Sinclair Lewis, Main Street, 1920
In spite of this, we still find evidence for publications from the 1990s styling the word in italics, an indication that poseur was regarded by some writers and editors as something of a foreignism even until recently.
Poser already has meanings in English: "a person who poses" and "a puzzling or baffling question"
Poser was entered in Webster's Second New International Dictionary as one who "one who poses or attitudinizes," while the spelling poseur had an interesting addendum: "one who poses or attitudinizes, especially mentally." What's strange about poseur is that –eur ending that most of us can recognize from French-derived nouns such as masseur, entrepreneur, and chauffeur. (Poseur even has its feminine equivalent, poseuse). If we already had the word poser, what led us to borrow poseur from the French?
In French, the verb poser has a number of meanings, among them "to ask (a question)," "to install (as flooring)," and "to pose (as for a painting)," but particularly "to put on airs" or "to attitudinize." (Poser is also used in a number of colorful French idioms. Poser un lapin (a quelqu'un) –literally, "to put a rabbit on someone"—means to stand someone up for a date.)
In French, the word carries a higher connotation of pretense than is implied by simply sitting for a portrait or even pretending to be a doctor. And so there is a sense in poseur—captured by the pointed use of "especially mentally" in Webster's Second—of aspiring to belong emotionally, in the manner of Don Quixote envisioning himself as a knight. In First Steps in French Idioms (1908), Henri Bué writes, "it is easy to understand how poser, to sit for one's likeness, came to mean to strike attitudes, be affected; poseur is a substantive, formed from it."
In a 1912 issue of The Century Magazine, a writer named Oliver Forbes touches on the je ne sais quoi of the poseur:
The poseur, as we know him, is the man whom we have outwitted in his attempt to outwit us. We have fathomed his trick, and he is entitled to his share of the charity which we lavish on the exemplifications of our sagacity. The great poseurs, indeed, like the great criminals, are lost in the incognito of their triumph; history preserves them, like successful rebels, under other names. The poseur so-called has failed, but his often an innocent and likable failure.
Oliver Forbes, The Century Magazine, 1912
In modern English, we sometimes prefer the more English-looking spelling poser, a styling the Oxford English Dictionary regards as "modelled on a French lexical item." It turns up frequently enough in print:
Ski-goggle shades became a new-wave poser must-have and remain the coolest unseasonable accessory in music-video history.
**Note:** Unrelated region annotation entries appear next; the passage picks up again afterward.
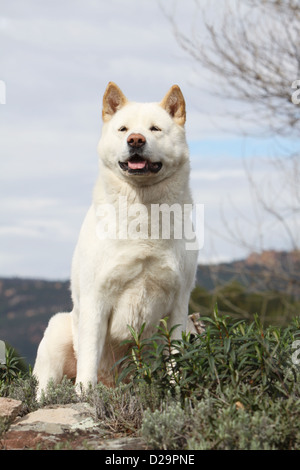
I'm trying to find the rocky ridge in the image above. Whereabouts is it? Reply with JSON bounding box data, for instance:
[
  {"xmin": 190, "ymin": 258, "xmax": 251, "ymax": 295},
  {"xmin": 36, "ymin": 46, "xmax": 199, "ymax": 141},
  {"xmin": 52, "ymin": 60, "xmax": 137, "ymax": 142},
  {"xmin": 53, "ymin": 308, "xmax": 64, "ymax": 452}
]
[{"xmin": 0, "ymin": 398, "xmax": 146, "ymax": 451}]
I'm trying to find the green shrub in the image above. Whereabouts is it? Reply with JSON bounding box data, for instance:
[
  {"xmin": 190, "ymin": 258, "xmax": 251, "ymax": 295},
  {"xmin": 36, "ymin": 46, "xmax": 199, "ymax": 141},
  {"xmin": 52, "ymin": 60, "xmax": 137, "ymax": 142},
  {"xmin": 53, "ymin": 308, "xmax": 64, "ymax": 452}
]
[{"xmin": 119, "ymin": 308, "xmax": 300, "ymax": 400}]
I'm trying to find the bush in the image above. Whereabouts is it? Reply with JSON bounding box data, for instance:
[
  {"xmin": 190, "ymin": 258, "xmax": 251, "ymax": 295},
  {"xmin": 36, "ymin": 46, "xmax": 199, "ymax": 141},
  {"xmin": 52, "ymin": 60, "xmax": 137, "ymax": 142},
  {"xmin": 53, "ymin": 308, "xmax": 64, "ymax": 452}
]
[{"xmin": 119, "ymin": 308, "xmax": 300, "ymax": 402}]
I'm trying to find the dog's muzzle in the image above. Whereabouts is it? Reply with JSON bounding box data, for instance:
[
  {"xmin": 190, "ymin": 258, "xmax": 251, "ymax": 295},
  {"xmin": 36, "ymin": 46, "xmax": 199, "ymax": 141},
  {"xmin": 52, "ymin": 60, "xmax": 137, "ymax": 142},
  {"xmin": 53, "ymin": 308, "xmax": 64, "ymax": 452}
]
[
  {"xmin": 119, "ymin": 155, "xmax": 162, "ymax": 175},
  {"xmin": 119, "ymin": 134, "xmax": 162, "ymax": 175}
]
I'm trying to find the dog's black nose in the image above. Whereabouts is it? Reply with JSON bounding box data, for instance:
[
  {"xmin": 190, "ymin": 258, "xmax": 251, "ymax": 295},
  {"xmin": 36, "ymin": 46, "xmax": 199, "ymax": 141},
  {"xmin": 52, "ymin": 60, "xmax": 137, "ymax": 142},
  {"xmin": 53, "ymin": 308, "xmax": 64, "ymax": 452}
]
[{"xmin": 127, "ymin": 134, "xmax": 146, "ymax": 148}]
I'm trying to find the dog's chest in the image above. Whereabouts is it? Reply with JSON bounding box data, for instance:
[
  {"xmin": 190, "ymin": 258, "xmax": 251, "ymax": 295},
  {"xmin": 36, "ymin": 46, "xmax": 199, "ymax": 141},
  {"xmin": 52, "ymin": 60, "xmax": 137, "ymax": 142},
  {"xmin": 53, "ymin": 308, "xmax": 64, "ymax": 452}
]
[{"xmin": 96, "ymin": 241, "xmax": 181, "ymax": 299}]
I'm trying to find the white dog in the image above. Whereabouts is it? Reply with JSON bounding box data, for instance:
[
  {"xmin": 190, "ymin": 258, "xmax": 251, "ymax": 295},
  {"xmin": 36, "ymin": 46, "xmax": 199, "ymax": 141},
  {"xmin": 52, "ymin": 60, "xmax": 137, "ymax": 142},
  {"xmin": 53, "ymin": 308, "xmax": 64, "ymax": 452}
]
[{"xmin": 33, "ymin": 83, "xmax": 197, "ymax": 393}]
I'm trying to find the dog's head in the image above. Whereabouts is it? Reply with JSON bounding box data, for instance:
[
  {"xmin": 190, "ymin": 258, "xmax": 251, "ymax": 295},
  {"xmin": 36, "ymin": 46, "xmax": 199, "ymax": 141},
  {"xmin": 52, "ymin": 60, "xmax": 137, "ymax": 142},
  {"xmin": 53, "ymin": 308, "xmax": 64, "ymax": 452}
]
[{"xmin": 98, "ymin": 82, "xmax": 188, "ymax": 185}]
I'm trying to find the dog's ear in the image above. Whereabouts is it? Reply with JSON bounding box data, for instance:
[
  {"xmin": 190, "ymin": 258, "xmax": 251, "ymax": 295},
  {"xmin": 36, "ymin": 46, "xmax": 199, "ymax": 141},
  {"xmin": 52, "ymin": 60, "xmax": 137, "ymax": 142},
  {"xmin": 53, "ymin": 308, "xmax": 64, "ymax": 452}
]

Marc Spitz, Spin, November 2004And now I'll tell you my truth: I went into this review thinking that Moody was a faker, a poser. Shooting him off his plinth, I thought, would be easier than shooting fish in a barrel. But whatever else he is, he is the genuine article. A writer of one terrible book after another, but a writer nonetheless.
Dale Peck, The New Republic, 1 July 2002
But it is notable that poseur is the spelling that a significant number of English speakers prefer, echoing nouns such as provocateur and raconteur that don't have –er partners in English, as poseur does. One might even regard the preference for the French spelling as an affectation itself.